Above the amorphous brain — which was now attached to an eyeball and an inner ear — she drew a big schnoz with a question mark hanging off its tip. I started to laugh, but caught her expression: serious and intent. It wasn’t meant as a joke. She ignored my stifled guffaw and went right on talking.
“Given what we know about these other systems, we’d expect to find receptors, here in the epithelium lining the nose, that respond to chemicals suspended in the air or, in the case of aquatic animals, in the water that surrounds them. We’d also expect the receptors to be stimulus specific: each receptor should respond only to specific odours. The receptors should then feed their information to an olfactory centre in the brain.” She attached up the nose to a circle in the brain labelled OC.

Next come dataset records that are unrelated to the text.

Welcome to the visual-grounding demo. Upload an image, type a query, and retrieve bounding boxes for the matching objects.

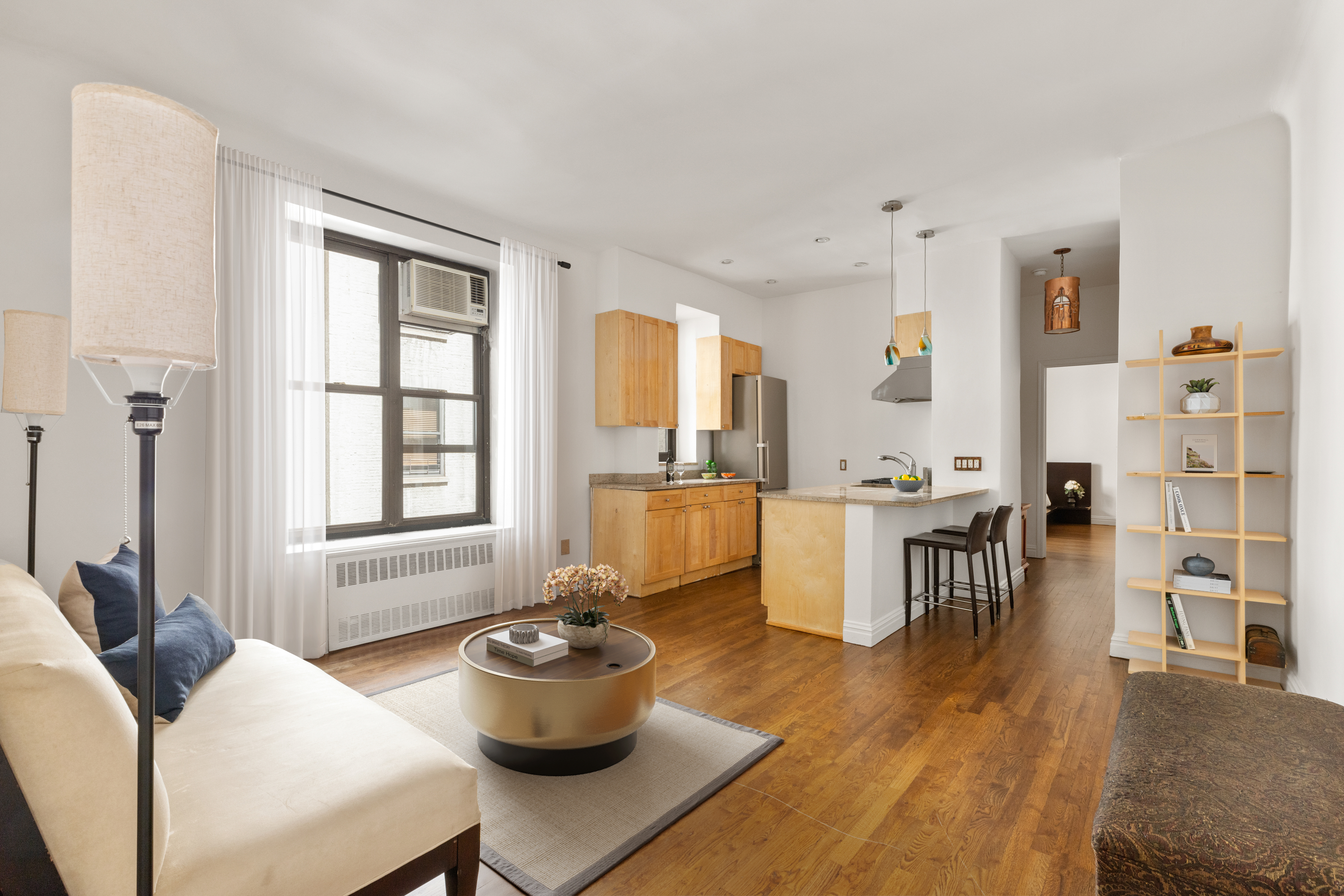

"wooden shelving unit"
[1125,322,1288,689]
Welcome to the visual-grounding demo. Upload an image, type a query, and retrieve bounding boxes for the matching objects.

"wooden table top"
[462,618,653,681]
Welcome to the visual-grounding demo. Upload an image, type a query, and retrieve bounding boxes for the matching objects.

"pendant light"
[882,199,903,367]
[1046,249,1082,336]
[915,230,933,355]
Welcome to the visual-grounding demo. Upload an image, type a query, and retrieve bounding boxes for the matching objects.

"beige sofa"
[0,564,480,896]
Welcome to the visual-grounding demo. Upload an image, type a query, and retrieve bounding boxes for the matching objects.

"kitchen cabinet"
[594,309,677,429]
[695,336,761,430]
[591,482,757,598]
[685,501,728,572]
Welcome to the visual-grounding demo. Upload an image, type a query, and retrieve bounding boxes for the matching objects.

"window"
[325,232,489,539]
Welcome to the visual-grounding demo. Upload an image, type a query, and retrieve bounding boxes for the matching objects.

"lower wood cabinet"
[593,482,757,598]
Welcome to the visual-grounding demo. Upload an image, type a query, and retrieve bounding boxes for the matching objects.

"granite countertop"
[757,484,989,506]
[589,473,765,492]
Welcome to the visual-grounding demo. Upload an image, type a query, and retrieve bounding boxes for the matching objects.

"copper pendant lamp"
[1046,249,1082,336]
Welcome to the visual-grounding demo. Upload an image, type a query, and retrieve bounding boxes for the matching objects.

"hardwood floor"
[316,525,1126,895]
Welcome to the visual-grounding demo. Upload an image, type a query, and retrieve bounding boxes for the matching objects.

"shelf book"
[1125,322,1288,689]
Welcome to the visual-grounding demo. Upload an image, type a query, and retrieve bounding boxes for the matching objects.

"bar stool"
[903,510,995,638]
[934,504,1016,611]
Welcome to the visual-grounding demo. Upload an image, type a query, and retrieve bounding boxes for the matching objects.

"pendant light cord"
[887,212,896,343]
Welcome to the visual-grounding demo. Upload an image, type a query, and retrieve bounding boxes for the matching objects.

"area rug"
[370,670,784,896]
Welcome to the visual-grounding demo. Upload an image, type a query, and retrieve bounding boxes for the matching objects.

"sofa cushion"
[0,563,171,896]
[60,544,164,653]
[155,639,480,896]
[98,594,234,721]
[1093,672,1344,896]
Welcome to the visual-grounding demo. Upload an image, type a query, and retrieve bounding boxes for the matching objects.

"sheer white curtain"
[493,239,559,610]
[206,146,327,657]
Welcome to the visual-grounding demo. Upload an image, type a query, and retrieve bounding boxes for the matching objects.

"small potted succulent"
[542,563,630,650]
[1180,377,1222,414]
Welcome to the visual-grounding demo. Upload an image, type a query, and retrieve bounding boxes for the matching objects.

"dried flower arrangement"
[542,563,630,629]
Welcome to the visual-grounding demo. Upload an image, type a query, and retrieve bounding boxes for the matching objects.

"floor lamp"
[0,310,70,575]
[70,83,219,896]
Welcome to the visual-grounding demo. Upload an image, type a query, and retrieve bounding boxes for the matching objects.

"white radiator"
[327,532,496,650]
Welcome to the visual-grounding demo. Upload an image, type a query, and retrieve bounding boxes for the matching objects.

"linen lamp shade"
[0,310,70,416]
[70,83,219,371]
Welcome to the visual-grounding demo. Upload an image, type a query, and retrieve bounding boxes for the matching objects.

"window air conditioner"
[399,258,491,326]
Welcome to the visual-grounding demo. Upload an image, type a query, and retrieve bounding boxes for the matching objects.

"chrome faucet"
[878,451,919,476]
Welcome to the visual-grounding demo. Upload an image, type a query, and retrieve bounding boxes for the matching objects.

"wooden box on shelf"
[1125,324,1288,689]
[594,309,677,430]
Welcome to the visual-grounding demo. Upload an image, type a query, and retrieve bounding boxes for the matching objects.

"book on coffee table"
[485,629,570,666]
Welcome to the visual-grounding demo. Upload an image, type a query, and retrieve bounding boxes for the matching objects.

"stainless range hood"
[872,355,933,404]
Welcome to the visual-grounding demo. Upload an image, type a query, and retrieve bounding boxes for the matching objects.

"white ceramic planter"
[1180,392,1222,414]
[555,621,610,650]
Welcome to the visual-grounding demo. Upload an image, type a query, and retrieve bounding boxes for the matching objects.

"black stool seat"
[902,510,996,638]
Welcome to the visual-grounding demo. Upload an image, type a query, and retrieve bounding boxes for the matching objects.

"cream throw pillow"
[56,545,121,653]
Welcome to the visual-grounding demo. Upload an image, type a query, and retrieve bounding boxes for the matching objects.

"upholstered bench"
[1093,672,1344,896]
[0,563,481,896]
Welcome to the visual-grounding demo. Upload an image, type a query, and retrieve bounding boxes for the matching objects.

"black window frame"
[323,231,491,540]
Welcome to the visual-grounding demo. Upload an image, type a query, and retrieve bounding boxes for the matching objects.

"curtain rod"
[323,187,570,269]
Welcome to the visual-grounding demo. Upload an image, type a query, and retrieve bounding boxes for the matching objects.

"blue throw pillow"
[75,544,164,650]
[98,594,234,721]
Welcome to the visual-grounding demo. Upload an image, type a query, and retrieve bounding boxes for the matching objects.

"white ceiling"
[0,0,1309,296]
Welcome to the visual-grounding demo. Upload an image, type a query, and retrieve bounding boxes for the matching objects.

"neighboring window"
[659,430,676,463]
[325,232,489,537]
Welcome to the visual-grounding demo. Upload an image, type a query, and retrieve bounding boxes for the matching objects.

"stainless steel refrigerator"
[711,376,789,563]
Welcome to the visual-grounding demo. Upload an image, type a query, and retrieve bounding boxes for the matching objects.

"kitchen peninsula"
[759,485,989,647]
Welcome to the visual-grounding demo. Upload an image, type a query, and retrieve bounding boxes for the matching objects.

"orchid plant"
[542,563,630,629]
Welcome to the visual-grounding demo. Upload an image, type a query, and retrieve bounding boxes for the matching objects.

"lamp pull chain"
[121,416,130,544]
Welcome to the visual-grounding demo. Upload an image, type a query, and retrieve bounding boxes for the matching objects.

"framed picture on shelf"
[1180,435,1218,473]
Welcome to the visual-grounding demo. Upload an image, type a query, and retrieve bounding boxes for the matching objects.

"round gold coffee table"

“Simple, right? The trouble is, nobody can find a receptor. We’ve been looking for over fifty years, and we still can’t figure out which cells in the lining of the nose are the receptors. And then there’s the problem of the stimuli. Light and sound are easy to identify and they’re simple to manipulate and measure, so we can run tests to trace the neural pathways and understand how the visual and auditory systems work. But odours? Odours are just molecules, and there are millions, billions of molecules, all different, that can become suspended in air or water. And one odour might be made up of a thousand different molecules. So what’s stimulating the receptors? Are there different receptors responding to specific molecules or discrete classes of molecules? Perhaps, but we have no idea what those molecules might be, partly because we can’t identify a receptor, and basically, if we can’t find a receptor and we don’t know what the stimuli are, its hard to study the system. Enter Madden Riesler.”
“But he doesn’t work on olfaction. I’ve seen his records.”